Test – Call of Duty : Vanguard, Opération mi-figue mi-raisin

Fondé en 2009 par Glen Schofield et Michael Condrey, Sledgehammer Games devient le troisième studio majeur en charge de Call of Duty. Après avoir aidé Infinity Ward sur Modern Warfare 3, le studio fait un bond dans le futur avec Advanced Warfare (2014), puis revient à la Seconde Guerre mondiale avec WWII (2017), une époque qui avait fait le succès de la licence à ses débuts. Il s’agit du dernier jeu avec le duo Schofield-Condrey à la tête du studio puisque les deux vétérans ont pris des chemins différents. Sledgehammer repart sur de nouvelles bases alors que le studio participe au soutien des jeux d’Infinity Ward et Treyarch. Pour rappel, leur nouveau projet devait sortir l’année dernière, mais ce fut Black Ops – Cold War qui fut privilégié dans un jeu de chaises musicales orchestré par Activision. Face à la volonté d’Activision de créer une narration reliant Modern Warfare et Black Ops avec Warzone, Sledgehammer veut enfin créer sa propre série Call of Duty. Est-ce que le studio réussit son pari avec Vanguard ? Réponse dans le test de sa campagne solo.

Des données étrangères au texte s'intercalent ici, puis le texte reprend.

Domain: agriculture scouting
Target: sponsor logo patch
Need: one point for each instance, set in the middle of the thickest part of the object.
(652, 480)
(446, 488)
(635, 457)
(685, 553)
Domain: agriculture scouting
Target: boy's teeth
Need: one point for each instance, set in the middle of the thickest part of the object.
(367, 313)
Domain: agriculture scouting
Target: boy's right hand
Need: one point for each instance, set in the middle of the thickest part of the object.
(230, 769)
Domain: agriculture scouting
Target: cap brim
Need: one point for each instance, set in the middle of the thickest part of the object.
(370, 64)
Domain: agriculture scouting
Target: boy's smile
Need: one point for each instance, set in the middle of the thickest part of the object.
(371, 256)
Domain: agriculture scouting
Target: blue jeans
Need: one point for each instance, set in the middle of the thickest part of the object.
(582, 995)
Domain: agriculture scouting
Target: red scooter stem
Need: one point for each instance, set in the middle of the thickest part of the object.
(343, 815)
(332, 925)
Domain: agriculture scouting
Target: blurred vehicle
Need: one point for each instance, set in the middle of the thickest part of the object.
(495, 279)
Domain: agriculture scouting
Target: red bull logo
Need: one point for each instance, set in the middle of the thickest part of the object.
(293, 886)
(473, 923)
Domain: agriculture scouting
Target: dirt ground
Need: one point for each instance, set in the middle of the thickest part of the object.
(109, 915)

The “Unusual” Usual Suspects

Dans ce nouvel opus, Sledgehammer continue d’explorer la guerre de 39-45 à une échelle plus grande par rapport à WWII. L’équipe narrative du studio raconte la naissance des forces spéciales en s’inspirant de faits réels et d’individus ayant participé au conflit. Task Force One est une nouvelle unité au sein du SOE, le service secret britannique créé par Winston Churchill. Surnommée Vanguard, cette équipe atypique et non-conventionnelle est dirigée par Arthur Kinglsey. Il est épaulé par cinq opérateurs : son bras droit Richard Webb, la tireuse d’élite Polina Petrova, l’expert en démolition Lucas Riggs, le pilote casse-cou Wade Jackson et enfin Novak, un perceur de coffres que l’on incarne dès la première mission.

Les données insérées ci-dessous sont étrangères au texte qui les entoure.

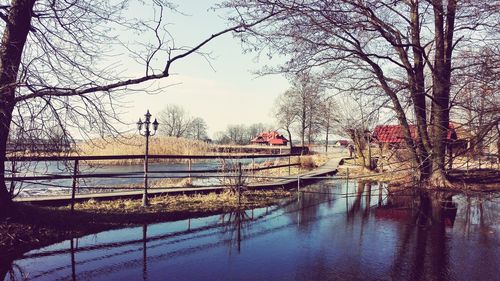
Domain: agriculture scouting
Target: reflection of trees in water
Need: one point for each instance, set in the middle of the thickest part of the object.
(477, 214)
(236, 226)
(310, 201)
(423, 250)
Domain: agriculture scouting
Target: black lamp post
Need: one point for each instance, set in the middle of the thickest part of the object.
(147, 133)
(368, 135)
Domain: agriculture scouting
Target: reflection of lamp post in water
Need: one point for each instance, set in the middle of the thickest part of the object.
(147, 133)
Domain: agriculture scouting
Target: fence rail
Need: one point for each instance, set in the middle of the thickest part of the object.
(74, 174)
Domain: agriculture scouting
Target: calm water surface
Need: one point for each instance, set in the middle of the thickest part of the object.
(322, 235)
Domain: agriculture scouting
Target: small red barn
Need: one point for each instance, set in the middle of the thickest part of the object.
(393, 134)
(270, 138)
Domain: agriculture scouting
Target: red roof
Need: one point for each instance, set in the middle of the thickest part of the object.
(271, 137)
(394, 133)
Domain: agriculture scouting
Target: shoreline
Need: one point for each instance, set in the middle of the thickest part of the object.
(35, 227)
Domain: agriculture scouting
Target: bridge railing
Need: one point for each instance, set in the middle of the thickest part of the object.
(72, 176)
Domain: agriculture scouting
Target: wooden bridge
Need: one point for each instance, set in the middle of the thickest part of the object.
(285, 181)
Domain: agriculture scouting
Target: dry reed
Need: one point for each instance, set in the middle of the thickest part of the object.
(135, 145)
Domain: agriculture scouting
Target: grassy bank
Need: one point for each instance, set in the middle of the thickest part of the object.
(135, 145)
(35, 226)
(400, 173)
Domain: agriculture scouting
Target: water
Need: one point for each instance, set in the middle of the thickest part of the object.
(30, 188)
(322, 235)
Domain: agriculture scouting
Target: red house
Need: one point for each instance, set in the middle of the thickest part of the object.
(392, 135)
(270, 138)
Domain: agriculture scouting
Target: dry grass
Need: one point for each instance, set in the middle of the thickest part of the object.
(135, 145)
(211, 202)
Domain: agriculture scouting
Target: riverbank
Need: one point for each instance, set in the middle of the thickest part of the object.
(402, 175)
(35, 226)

L’histoire débute en 1945. Les opérateurs de Vanguard infiltrent la base navale d’Hambourg afin de s’emparer d’un coffre contenant des informations sur le projet Phénix. Malheureusement, ils sont capturés par le chef de la Gestapo, l’Oberst-Gruppenführer Hermann Freisinger. Cet antagoniste fait une introduction fracassante à travers son duel psychologique entre lui et le chef d’équipe de la Task Force One. Cette passe d’armes verbale se termine mal pour un membre de l’équipe. Les survivants sont amenés en prison où ils seront interrogés par Jannick Richter, le bras droit de Freisinger.

Les scénaristes utilisent une narration sur deux temps. Au présent, nos héros interrogés les uns après les autres par Richter. Ce qui nous amène ensuite à explorer le passé de quatre protagonistes : Arthur, Polina, Wade et Lucas. Leurs histoires se déroulent durant les moments les plus décisifs de la Seconde guerre mondiale. Je regrette les cas de Richard et Novak, des personnages sacrifiés par rapport aux autres héros. Je pense qu’ils méritaient un background plus développé. En revanche, les antagonistes de Vanguard figurent parmi les plus réussis de Call of Duty. Froid et calculateur, Freisinger veut perdurer l’idéologie Nazie grâce au Projet Phénix, tandis que Richter est un bureaucrate sadique qui pense avoir le contrôle sur ses prisonniers.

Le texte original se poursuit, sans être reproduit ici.